The rest of the paper is mostly dedicated to visualizing what exactly it was that the SVMs were basing their surprisingly accurate predictions. It turns out that twice as much of the predicted age-related variance was explained by functional connectivity that decreased with advancing age as by that which increased with age. Moreover, decreasing connectivity was more common among nearby regions, whereas increasing functional connectivity tended to occur among more far-flung regions (similar to the local-to-distributed shift discussed previously). Functional connections that increased with age were more aligned in the anterior-posterior dimension than those that decreased with age; the single most age-discriminative set of ROIs was the “cingulo-opercular” network (also discussed previously), and the most age-discriminative individual ROI was the right anterior prefrontal cortex.
If all that wasn’t complicated enough, here’s a glimpse of the paper’s money shot:
Obviously, this is an incredibly impressive set of results with real-world value. But what are some of the potential pitfalls here?
One is that the classification actually took place in higher-dimensional space (>200 dimensions, as I understand it), meaning that the results are dependent on interactions of changes in functional connectivity among and within the 156 features visualized above. This kind of thing is not easily captured in the way the results have been visualized.
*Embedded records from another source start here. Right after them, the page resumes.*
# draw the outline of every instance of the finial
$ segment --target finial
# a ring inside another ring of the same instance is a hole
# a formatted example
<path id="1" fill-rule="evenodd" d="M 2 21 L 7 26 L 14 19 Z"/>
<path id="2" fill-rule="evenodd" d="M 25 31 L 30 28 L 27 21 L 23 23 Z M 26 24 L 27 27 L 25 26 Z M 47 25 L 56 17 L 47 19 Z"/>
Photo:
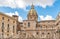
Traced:
<path id="1" fill-rule="evenodd" d="M 31 5 L 31 9 L 34 9 L 34 5 L 33 5 L 33 3 L 32 3 L 32 5 Z"/>

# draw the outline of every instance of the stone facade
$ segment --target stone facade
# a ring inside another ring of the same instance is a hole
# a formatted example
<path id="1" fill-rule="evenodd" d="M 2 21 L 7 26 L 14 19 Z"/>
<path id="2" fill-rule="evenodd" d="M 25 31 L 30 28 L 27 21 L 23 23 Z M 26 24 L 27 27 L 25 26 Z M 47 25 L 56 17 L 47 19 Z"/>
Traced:
<path id="1" fill-rule="evenodd" d="M 60 39 L 60 16 L 56 20 L 38 21 L 34 5 L 27 15 L 27 20 L 18 21 L 18 16 L 12 17 L 0 12 L 0 38 L 39 38 Z"/>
A second thing to be wary of is the conversion of chronological age to the predicted brain maturity index. I’m not following why exactly this conversion was necessary, but I assume it was due to a fall-off in the classifier’s accuracy for predicting the age of subjects who are, in reality, between the ages of 18 and 30. This likely indicates that functional connectivity asymptotes in its sensitivity to change in functional connectivity around that time. In other words, it’s likely not capturing whatever “wisdom” a 30 year old might have that differentiates them from an 18 year old.
(Assuming such a thing actually exists, it seems like it’s not “in” the functional connectivity data. On the other hand, some of their data sets may have under-sampled the older part of the age distribution – perhaps wisdom just takes statistical mega-power to detect.)
These caveats aside, it’s really beautiful work, and I believe it will really help real people really soon (TM). That’s far more than can be said about most of the work being done in this area, which is far more theoretical in nature.